“Doesn’t make them any less scary or dangerous.”
“No,” agreed Chong, “it does not.”
Lilah’s lips moved as she counted them. “Sixty-three.”
“No,” said Riot, “there’s not that many . . . oh . . . wait . . .” She dug out her binoculars and swept the area, then saw another bunch standing in the shadows of a faded brown UPS truck. “Crap.”
Nix made a low hissing sound and they all turned toward the forest on their left. Fifteen years ago it had been the manicured decorative green space around a large, one-story white building. Only pieces of the walls still stood amid the aggressive weeds, young maples, scrub pines, and wildflowers that had escaped the boundaries of the landscaping, torn up the asphalt with root growth, and become a young for
est. Nature was patient but unstoppable. The weeds were eight feet tall in places, running wild and reaching for the sky. An inexperienced eye would think they shivered as winds blew through them. None of the six teenagers was inexperienced. The movement was not in harmony with the pattern of the wind.
Zoms were coming toward the sound of the quads and maybe the smell of fresh meat.
32
“WE HAVE TO GO BACK,” said Morgie.
“We can’t,” said Chong, pointing with a bony finger. “We can’t go back.
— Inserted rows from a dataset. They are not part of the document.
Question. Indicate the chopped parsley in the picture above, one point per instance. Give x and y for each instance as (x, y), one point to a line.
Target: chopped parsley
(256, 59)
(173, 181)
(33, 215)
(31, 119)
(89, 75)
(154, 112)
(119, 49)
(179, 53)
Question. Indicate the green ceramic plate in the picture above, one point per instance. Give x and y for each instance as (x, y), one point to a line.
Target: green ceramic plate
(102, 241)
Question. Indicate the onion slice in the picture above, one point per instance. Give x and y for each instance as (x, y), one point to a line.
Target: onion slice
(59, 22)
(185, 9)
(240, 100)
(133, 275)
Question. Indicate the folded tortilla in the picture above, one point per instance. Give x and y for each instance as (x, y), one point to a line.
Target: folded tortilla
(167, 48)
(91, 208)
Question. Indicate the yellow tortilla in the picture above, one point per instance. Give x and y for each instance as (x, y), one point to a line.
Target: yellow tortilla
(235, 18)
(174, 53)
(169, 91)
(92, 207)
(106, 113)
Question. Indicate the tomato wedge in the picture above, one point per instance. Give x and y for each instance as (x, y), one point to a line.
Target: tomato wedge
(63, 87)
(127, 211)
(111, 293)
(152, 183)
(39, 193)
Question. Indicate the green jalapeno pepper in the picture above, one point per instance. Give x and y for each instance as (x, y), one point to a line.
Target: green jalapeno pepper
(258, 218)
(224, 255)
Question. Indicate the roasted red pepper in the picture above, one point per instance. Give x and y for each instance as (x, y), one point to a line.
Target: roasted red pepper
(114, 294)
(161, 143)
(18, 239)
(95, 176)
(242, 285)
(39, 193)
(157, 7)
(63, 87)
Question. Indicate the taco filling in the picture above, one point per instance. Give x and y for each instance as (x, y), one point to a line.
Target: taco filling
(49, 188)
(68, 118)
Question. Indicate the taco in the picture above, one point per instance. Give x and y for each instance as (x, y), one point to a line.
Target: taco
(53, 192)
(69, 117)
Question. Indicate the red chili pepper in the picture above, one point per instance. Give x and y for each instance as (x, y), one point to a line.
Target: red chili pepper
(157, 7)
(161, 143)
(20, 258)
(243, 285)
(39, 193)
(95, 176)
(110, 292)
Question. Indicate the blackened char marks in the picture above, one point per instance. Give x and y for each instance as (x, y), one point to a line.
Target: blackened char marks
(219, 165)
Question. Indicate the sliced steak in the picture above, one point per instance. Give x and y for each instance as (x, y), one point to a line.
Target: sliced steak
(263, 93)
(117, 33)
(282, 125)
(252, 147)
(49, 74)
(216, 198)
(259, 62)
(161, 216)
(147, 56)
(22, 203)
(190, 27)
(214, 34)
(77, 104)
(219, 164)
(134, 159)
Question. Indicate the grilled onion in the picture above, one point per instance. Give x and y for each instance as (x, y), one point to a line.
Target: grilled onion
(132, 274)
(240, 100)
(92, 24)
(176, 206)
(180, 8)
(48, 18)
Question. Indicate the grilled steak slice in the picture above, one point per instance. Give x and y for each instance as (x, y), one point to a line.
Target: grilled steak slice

Look.”
The others swung their binoculars back the way they’d come. Vague forms moved in bunches, their bodies distorted by heat haze. Zombies. So many zombies. The dead who had come shambling to the road because of the engine roar and who kept following the sound. A slow scan of both sides of the road revealed more zoms, seeming to come from everywhere.
To their right, Benny saw the hulking shape of a big blocky gray building behind a chain-link fence.
“Chong,” he said, “see the sign over by that building? What’s it say?”
Chong peered at it. “Valley State Prison,” he said slowly.
“That’s not good,” complained Morgie.
“Better than staying here,” said Benny.
Morgie pointed to the exhaust smoke curling up from the back of Benny’s machine. “Smell that? It’s all over us, and it stinks worse than the cadaverine. I don’t know that we’d make it through those biters.”
“Then we’ll need to go really fast,” said Riot. When Morgie tried to say something else, he was drowned out by the roar as Nix and Lilah revved their engines. He and Benny turned to see the girls exchange identical wild grins, slap the visors down on their helmets, turn their quads, and go roaring off across a field.
“Wait,” yelled Chong urgently. “Lilah—put your carpet coat on!”
But the Lost Girl could not hear him over the roar of her engine. Chong revved hard and kicked his machine forward, racing desperately to catch up. Benny shot Morgie a weak smile of encouragement and followed.
For a moment Riot and Morgie sat there on their machines, watching the others go.
“We’re all going to die out here,” said Morgie.
Riot laughed as she pulled her helmet off the back and fitted it over her bald head.
“Everybody dies somewhere. Don’t be a baby.”
Then she was gone.
Even so, Morgie lingered, looking at his friends, then back in the direction of home.
“Damn,” he breathed, and gunned his engine just as the weeds parted beside the road and three dead reapers stepped out, reaching for him with gray hands. He left them in a cloud of smoke and kicked-up dust.
33
THEY BUMPED AND THUMPED ACROSS the field, cutting around the wrecks of dead cars, avoiding the reach of dead hands. There were old bones hidden by the weeds, and Benny heard them crunch and snap as his wheels rolled over them.
The chain-link fence looked mostly intact, and the gates were closed. That could mean that they’d be safe once inside, but nothing was certain. The prison could be filled with thousands of the dead, either locked in their cells or wandering free.